Fabriquer des enfants sans père

L’assemblée nationale a adopté en première lecture le 27 septembre 2019 l’article 1er du projet de loi relatif à la bioéthique, ouvrant la voie à la PMA sans père.

Beaucoup a été dit et écrit à ce sujet. Nous ne reviendrons pas ici sur l’ensemble des raisons pour lesquelles cette évolution du droit n’est sûrement pas un progrès, mais bien une régression de notre humanité et de notre dignité. Nous nous focaliserons sur ce qui relève directement des thématiques de masculinités.fr.

Dans une société où l’égalité et la non discrimination sont constamment brandies, notre gouvernement et nos députés ajoutent à notre dispositif législatif de nouvelles inégalités et discriminations au détriment des hommes, et aggravent celles déjà existantes.

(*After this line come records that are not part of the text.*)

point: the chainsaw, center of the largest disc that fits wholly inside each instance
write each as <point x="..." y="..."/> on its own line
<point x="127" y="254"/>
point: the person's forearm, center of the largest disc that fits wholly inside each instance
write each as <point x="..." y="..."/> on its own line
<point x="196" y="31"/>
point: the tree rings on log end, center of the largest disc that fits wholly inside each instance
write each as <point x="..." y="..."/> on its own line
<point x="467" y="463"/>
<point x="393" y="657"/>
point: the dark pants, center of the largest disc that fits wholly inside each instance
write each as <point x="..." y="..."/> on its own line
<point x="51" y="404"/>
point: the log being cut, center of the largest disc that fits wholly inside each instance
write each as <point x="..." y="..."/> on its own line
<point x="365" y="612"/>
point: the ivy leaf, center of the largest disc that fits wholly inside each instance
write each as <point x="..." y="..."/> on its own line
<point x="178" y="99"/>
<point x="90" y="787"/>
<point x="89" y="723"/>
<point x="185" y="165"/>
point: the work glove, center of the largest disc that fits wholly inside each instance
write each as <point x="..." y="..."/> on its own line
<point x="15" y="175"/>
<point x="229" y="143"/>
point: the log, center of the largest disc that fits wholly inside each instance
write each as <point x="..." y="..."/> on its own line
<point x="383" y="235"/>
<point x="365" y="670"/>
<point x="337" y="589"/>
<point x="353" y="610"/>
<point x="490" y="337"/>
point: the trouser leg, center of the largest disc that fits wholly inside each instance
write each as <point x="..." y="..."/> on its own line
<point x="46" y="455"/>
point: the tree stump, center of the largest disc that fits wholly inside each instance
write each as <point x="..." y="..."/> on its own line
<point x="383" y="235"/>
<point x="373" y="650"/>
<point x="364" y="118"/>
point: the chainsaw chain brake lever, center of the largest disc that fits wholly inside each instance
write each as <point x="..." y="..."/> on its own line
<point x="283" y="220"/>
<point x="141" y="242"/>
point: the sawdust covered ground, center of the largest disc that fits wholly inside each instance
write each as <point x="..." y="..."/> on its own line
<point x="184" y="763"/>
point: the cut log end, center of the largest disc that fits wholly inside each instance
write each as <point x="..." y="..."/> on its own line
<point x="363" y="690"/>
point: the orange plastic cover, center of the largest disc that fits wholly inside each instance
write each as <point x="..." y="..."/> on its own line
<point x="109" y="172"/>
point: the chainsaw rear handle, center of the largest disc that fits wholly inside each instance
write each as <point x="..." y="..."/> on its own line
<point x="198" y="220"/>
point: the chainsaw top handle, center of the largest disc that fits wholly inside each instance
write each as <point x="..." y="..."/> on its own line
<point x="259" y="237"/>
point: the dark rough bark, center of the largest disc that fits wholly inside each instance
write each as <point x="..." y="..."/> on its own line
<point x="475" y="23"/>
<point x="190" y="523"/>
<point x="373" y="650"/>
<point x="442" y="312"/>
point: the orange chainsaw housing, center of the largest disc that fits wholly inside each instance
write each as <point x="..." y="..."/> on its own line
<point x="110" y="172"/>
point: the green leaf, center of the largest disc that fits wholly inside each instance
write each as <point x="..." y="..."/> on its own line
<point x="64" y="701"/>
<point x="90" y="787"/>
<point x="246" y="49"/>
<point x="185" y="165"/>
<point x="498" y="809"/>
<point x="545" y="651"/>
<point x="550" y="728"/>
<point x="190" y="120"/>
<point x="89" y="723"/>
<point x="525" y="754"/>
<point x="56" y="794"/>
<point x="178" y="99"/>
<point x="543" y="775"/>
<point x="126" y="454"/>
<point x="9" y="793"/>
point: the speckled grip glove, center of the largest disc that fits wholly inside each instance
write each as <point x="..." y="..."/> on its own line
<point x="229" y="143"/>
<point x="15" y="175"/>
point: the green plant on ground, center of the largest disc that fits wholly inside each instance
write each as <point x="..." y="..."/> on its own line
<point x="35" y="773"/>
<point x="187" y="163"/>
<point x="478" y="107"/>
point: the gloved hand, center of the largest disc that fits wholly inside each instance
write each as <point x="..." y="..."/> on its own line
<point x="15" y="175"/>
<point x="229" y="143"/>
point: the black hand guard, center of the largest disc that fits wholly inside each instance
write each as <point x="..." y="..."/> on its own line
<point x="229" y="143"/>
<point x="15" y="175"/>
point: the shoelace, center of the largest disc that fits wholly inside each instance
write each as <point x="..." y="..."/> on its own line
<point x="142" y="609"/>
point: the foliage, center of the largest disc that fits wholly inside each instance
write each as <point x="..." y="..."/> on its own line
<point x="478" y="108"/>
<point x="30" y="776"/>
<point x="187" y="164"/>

De nouvelles inégalités et discriminations au détriment des hommes

Une femme seule ou un couple de femmes pourront donc concevoir un projet parental abstrait, puis demander à la société de le concrétiser en fabriquant – aux frais de la sécurité sociale – un bébé à partir des gamètes d’un inconnu ; s’appropriant au passage ce que tout humain a de plus intime, de plus essentiel et qui devrait être le plus inviolable : son patrimoine génétique.

Dans le même temps, un homme seul ou un couple d’hommes sera sommé d’enterrer son projet parental si un tel désir lui venait.

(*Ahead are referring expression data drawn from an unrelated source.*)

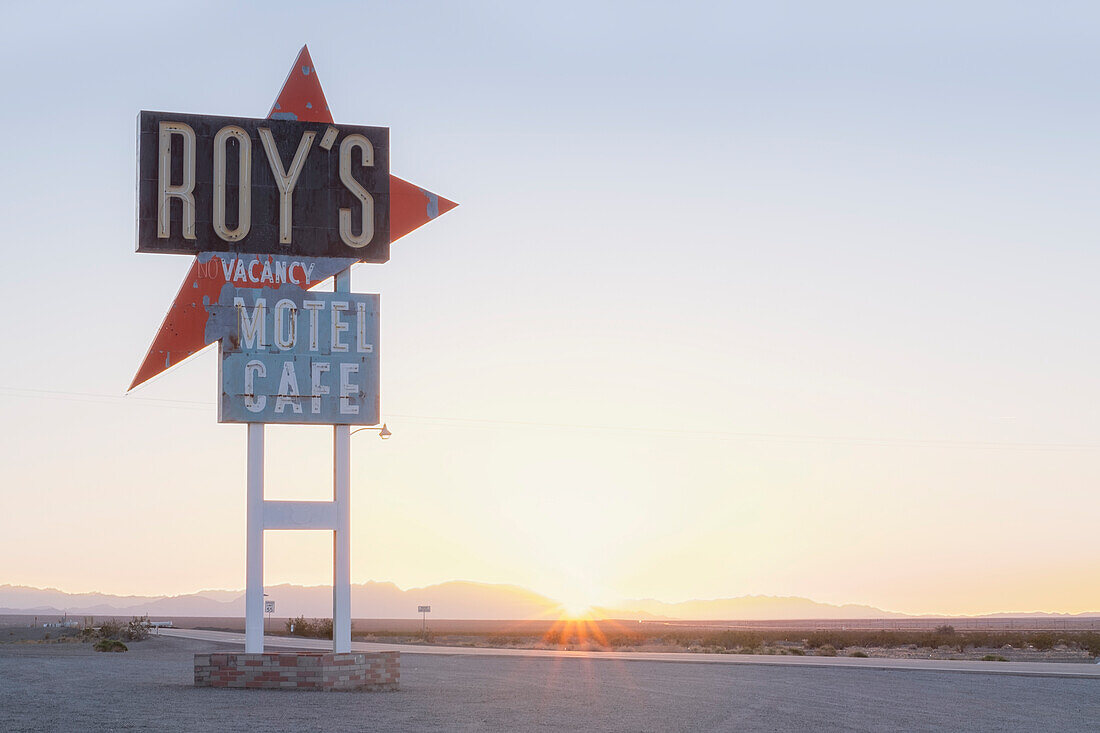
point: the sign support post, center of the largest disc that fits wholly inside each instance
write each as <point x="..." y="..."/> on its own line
<point x="254" y="558"/>
<point x="341" y="535"/>
<point x="264" y="230"/>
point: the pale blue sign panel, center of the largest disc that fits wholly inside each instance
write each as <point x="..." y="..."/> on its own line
<point x="297" y="357"/>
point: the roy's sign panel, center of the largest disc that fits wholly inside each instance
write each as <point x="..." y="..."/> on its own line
<point x="294" y="357"/>
<point x="221" y="184"/>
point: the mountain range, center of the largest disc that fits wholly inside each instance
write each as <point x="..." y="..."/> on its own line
<point x="450" y="600"/>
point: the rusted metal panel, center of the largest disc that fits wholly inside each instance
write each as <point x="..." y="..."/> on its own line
<point x="297" y="358"/>
<point x="183" y="331"/>
<point x="222" y="184"/>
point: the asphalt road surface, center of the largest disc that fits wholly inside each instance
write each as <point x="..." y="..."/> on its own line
<point x="68" y="687"/>
<point x="228" y="639"/>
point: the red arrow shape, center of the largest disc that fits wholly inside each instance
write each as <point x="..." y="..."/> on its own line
<point x="183" y="330"/>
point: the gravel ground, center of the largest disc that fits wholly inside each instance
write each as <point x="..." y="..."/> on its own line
<point x="68" y="687"/>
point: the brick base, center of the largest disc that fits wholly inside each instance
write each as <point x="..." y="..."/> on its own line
<point x="299" y="670"/>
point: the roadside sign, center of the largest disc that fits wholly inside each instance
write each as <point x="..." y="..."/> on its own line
<point x="297" y="358"/>
<point x="231" y="184"/>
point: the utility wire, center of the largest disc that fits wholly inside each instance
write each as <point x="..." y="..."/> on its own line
<point x="653" y="430"/>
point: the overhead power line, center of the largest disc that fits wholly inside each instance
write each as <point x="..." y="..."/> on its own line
<point x="644" y="429"/>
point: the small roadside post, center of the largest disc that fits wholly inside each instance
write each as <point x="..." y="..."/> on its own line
<point x="424" y="611"/>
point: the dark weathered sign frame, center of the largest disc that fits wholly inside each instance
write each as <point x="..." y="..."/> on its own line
<point x="339" y="188"/>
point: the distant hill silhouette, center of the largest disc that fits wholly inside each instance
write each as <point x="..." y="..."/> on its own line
<point x="450" y="600"/>
<point x="376" y="600"/>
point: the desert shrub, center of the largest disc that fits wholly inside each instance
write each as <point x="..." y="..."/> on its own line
<point x="109" y="628"/>
<point x="315" y="628"/>
<point x="136" y="630"/>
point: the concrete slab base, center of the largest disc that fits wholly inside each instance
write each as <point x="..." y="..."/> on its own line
<point x="299" y="670"/>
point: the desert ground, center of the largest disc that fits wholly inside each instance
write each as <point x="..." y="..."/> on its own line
<point x="66" y="687"/>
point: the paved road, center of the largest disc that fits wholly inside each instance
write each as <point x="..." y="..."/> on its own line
<point x="1024" y="668"/>
<point x="68" y="687"/>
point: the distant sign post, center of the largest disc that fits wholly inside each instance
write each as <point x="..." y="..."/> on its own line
<point x="268" y="209"/>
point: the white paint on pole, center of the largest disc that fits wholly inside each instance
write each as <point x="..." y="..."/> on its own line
<point x="254" y="557"/>
<point x="341" y="538"/>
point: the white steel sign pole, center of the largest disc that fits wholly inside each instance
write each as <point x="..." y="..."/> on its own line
<point x="334" y="515"/>
<point x="341" y="535"/>
<point x="254" y="557"/>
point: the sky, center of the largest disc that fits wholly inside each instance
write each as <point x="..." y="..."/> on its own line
<point x="739" y="298"/>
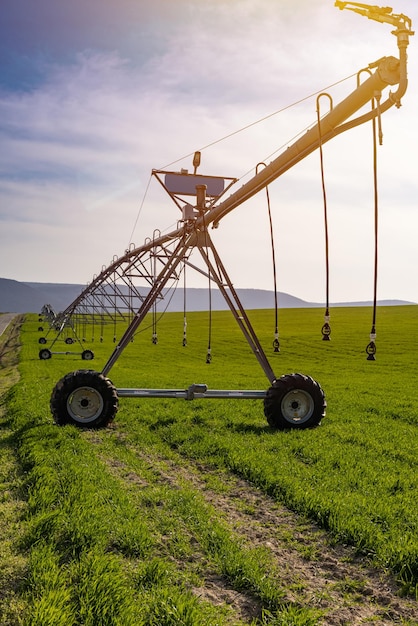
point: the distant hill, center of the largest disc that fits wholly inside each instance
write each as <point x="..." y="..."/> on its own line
<point x="19" y="297"/>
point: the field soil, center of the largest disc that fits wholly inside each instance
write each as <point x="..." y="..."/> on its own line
<point x="315" y="571"/>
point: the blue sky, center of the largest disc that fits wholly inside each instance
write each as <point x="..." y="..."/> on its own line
<point x="94" y="95"/>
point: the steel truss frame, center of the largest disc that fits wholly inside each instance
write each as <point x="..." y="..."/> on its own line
<point x="158" y="262"/>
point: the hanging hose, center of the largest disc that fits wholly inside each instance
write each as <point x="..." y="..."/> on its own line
<point x="276" y="342"/>
<point x="184" y="307"/>
<point x="326" y="328"/>
<point x="371" y="346"/>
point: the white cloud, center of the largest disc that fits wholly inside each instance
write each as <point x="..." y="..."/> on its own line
<point x="77" y="151"/>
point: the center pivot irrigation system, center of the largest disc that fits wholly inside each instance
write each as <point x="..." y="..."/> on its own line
<point x="88" y="398"/>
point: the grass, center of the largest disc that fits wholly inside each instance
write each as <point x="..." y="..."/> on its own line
<point x="109" y="534"/>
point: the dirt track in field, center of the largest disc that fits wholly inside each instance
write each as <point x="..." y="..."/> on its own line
<point x="315" y="573"/>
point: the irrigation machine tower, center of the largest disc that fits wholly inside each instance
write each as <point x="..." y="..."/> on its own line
<point x="87" y="397"/>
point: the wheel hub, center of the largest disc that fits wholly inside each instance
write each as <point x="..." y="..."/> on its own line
<point x="85" y="404"/>
<point x="297" y="406"/>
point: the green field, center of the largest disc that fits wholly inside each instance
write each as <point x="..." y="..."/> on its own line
<point x="199" y="513"/>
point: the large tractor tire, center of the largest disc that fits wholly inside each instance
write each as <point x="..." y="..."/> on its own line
<point x="294" y="401"/>
<point x="84" y="398"/>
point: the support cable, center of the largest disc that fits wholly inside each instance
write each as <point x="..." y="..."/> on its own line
<point x="377" y="129"/>
<point x="326" y="328"/>
<point x="276" y="342"/>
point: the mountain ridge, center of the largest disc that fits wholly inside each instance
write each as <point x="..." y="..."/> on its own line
<point x="30" y="297"/>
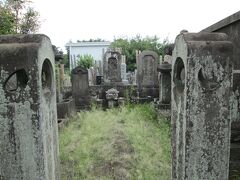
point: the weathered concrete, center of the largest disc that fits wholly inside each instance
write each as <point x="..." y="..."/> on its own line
<point x="231" y="26"/>
<point x="201" y="89"/>
<point x="80" y="87"/>
<point x="147" y="69"/>
<point x="165" y="83"/>
<point x="112" y="66"/>
<point x="28" y="114"/>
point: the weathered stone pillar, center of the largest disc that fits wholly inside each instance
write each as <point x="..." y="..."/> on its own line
<point x="201" y="85"/>
<point x="165" y="83"/>
<point x="28" y="115"/>
<point x="80" y="87"/>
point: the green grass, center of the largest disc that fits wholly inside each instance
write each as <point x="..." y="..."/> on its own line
<point x="124" y="143"/>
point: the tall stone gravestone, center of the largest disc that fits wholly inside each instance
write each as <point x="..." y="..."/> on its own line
<point x="112" y="66"/>
<point x="147" y="69"/>
<point x="80" y="87"/>
<point x="147" y="74"/>
<point x="165" y="83"/>
<point x="28" y="115"/>
<point x="201" y="88"/>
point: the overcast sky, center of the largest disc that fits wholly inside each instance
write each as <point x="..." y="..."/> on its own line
<point x="76" y="20"/>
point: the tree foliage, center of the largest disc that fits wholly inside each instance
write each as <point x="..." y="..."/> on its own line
<point x="85" y="61"/>
<point x="17" y="16"/>
<point x="7" y="21"/>
<point x="129" y="47"/>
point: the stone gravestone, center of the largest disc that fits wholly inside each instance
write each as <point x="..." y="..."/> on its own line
<point x="147" y="74"/>
<point x="112" y="66"/>
<point x="28" y="115"/>
<point x="80" y="87"/>
<point x="124" y="70"/>
<point x="165" y="83"/>
<point x="201" y="88"/>
<point x="147" y="68"/>
<point x="112" y="97"/>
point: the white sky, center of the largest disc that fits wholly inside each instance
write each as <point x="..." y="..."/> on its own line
<point x="84" y="19"/>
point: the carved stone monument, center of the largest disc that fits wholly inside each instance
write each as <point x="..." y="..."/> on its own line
<point x="147" y="75"/>
<point x="80" y="87"/>
<point x="112" y="66"/>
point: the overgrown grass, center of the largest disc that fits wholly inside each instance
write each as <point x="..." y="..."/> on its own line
<point x="124" y="143"/>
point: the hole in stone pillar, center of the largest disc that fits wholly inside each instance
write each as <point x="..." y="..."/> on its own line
<point x="179" y="75"/>
<point x="46" y="76"/>
<point x="16" y="80"/>
<point x="207" y="83"/>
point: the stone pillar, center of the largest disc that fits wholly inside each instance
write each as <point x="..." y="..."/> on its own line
<point x="124" y="70"/>
<point x="80" y="87"/>
<point x="112" y="97"/>
<point x="61" y="73"/>
<point x="28" y="114"/>
<point x="165" y="83"/>
<point x="201" y="88"/>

Terrible inégalité ! (qui bien vite sera insupportable à notre société tellement sensible à ces questions.)

Et terrible discrimination !

Car quelles significations porte le vote de nos députés ?
1. Le fait qu’une femme seule ou bien deux femmes en couple soient infertiles (ça alors ?!) alors qu’une femme en couple avec un homme, elle, normalement est fertile, constitue une inégalité à laquelle la technique doit remédier.
2. Le fait que jusqu’à présent la loi restreigne aux couples homme-femme diagnostiqués infertiles l’accès aux techniques permettant de concrétiser un projet parental constitue une discrimination envers les femmes seules et les couples de femmes.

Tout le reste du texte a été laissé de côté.